Effect of Irregularly Called Meetings
. Whenever 90% of the parties entitled to vote at any meeting, whether of Directors or Stockholders, consent, either by a writing on the records of the meeting or filed with the Secretary, or by presence at such meeting and oral consent entered on the minutes, or by taking part in the deliberations at such meeting without objection, the doings of such meeting shall be as valid as if had at a meeting regularly called and noticed, and at such meeting any business may be transacted which is not excepted from the written consent or to the consideration of which no objection for want of notice is made at the time, and if any meeting be irregular for want of notice or of such consent, provided a quorum was present at such meeting, the proceedings of said meeting may be ratified and approved and rendered likewise valid and the irregularity or defect therein waived by a writing signed by all parties having the right to vote at such meeting, and such consent or approval of Stockholders may be by proxy or attorney, but all such proxies and powers of attorney must be in writing.
Waiver of Notice.
Whenever any notice whatever is required to be given under the provisions of the statutes, of the Articles of Incorporation or of these Bylaws, a waiver thereof in writing, signed by the person or persons entitled to said notice, whether before or after the time stated therein, shall be deemed equivalent thereto.

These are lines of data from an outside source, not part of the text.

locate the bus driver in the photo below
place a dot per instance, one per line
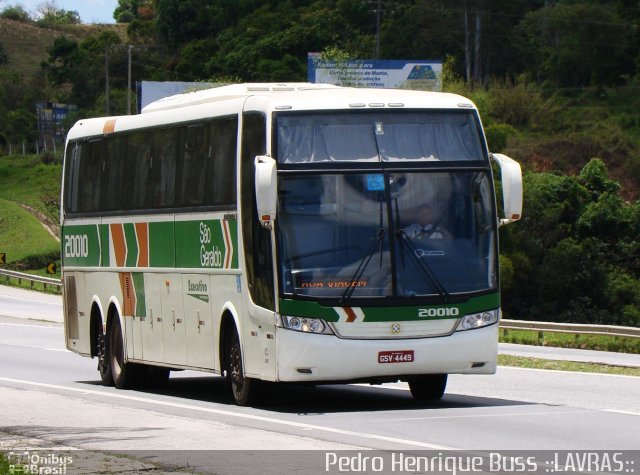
(426, 226)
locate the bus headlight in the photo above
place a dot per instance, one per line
(306, 325)
(478, 320)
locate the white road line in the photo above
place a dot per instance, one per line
(57, 327)
(34, 301)
(583, 373)
(271, 420)
(473, 416)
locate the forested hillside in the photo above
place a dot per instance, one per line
(557, 83)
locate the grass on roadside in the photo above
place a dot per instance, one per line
(538, 363)
(564, 340)
(22, 235)
(26, 180)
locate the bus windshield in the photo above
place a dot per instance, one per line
(379, 137)
(387, 234)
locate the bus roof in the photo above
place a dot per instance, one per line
(314, 96)
(230, 100)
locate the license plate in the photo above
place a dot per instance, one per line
(403, 356)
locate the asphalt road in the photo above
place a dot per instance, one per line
(51, 394)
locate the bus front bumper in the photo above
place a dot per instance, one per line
(316, 358)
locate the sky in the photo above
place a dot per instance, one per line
(91, 11)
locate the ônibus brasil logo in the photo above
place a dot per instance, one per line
(438, 312)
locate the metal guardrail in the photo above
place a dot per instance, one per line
(540, 327)
(20, 276)
(571, 328)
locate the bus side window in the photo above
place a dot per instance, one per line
(195, 155)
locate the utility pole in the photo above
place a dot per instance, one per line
(106, 82)
(378, 18)
(130, 47)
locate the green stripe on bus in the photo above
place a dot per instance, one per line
(302, 308)
(161, 244)
(104, 236)
(81, 245)
(138, 284)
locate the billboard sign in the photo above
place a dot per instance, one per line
(388, 74)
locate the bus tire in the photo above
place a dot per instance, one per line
(121, 371)
(428, 387)
(245, 391)
(104, 361)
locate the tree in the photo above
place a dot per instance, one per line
(4, 58)
(577, 43)
(50, 14)
(126, 11)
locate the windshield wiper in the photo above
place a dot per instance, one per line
(422, 265)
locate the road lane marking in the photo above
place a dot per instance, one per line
(585, 373)
(222, 412)
(57, 327)
(473, 416)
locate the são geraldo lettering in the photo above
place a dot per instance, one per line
(208, 257)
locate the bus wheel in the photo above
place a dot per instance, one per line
(121, 371)
(246, 391)
(428, 387)
(104, 362)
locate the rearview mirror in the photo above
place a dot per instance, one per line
(266, 190)
(511, 187)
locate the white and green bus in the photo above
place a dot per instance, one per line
(286, 233)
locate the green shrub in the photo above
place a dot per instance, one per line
(498, 136)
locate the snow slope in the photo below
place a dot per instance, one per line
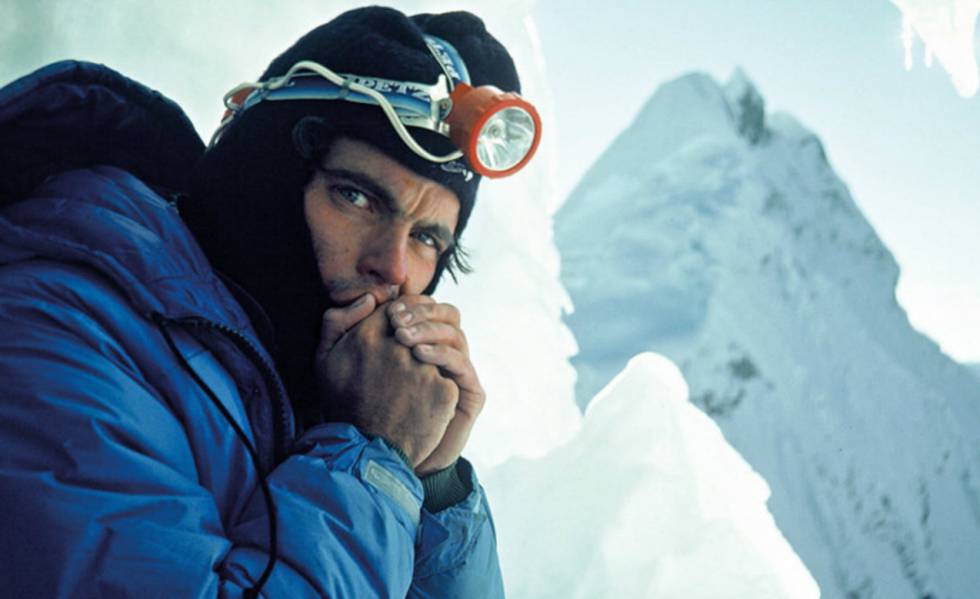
(648, 500)
(720, 236)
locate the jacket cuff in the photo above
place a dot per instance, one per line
(447, 487)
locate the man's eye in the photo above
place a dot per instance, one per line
(429, 239)
(353, 195)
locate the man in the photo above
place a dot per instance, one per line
(257, 394)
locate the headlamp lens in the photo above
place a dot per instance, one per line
(505, 139)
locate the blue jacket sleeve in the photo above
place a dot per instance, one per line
(110, 485)
(456, 553)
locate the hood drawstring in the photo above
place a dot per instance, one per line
(252, 592)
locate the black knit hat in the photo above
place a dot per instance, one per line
(246, 201)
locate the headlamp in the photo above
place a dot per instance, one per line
(497, 131)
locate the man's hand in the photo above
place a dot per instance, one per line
(433, 333)
(374, 382)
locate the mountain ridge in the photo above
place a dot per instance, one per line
(720, 236)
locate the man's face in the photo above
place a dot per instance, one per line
(376, 226)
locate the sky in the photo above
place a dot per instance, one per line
(904, 141)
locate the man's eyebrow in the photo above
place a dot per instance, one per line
(371, 186)
(368, 184)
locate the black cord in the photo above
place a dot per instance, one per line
(252, 592)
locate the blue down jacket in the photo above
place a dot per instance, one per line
(119, 475)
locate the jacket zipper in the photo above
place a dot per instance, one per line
(269, 375)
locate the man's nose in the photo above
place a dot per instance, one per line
(387, 258)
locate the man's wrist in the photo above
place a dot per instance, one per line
(447, 487)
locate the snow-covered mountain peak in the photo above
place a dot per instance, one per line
(735, 249)
(747, 106)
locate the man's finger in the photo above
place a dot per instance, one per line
(433, 333)
(406, 314)
(337, 321)
(454, 364)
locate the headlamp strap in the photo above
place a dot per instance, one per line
(449, 59)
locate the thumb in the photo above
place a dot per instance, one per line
(337, 321)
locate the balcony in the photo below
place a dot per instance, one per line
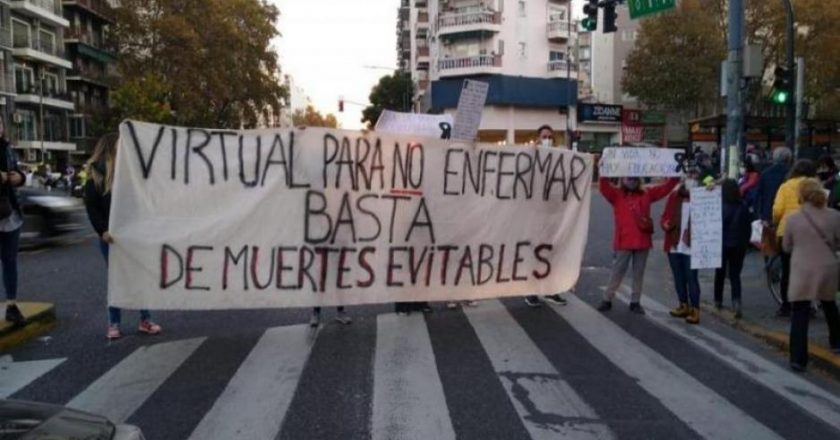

. The Officers of the Corporation shall be chosen by the Board of Directors and shall be a President, a Secretary and a Treasurer and such other officers with such other titles as the Board may determine, none of whom need be Directors. Any person may hold two or more offices, and any office may be held by two or more persons. In the event the Board of Directors appoints two or more persons as holders of one office, all references herein to such office shall be deemed to refer to the co-holders of the office and shall be interpreted accordingly. The Board of Directors may appoint a Chairman of the Board, Vice Chairman of the Board, a CEO, a Chief Financial Officer (“CFO”), Vice Presidents, Assistant Treasurers and Assistant Secretaries.
Chairman of the Board
. The Chairman of the Board shall preside at meetings of the Stockholders and the Board of Directors, and shall see that all orders and resolutions of the Board of Directors are carried into effect.
Vice Chairman of the Board
. The Vice Chairman shall, in the absence or disability of the Chairman of the Board, perform the duties and exercise the powers of the Chairman of the Board and shall perform such other duties as the Board of Directors may from time to time prescribe.
The President shall have the general powers and duties of management and supervision usually vested in the office of president of a corporation.
. The Vice Presidents shall act under the direction of the President and in the absence or disability of the President shall perform the duties and exercise the powers of the President. They shall perform such other duties and have such other powers as the President or the Board of Directors may from time to time prescribe. The Board of Directors may specify the order of seniority of the Vice Presidents. The duties and powers of the President shall descend to the Vice Presidents in such specified order of seniority.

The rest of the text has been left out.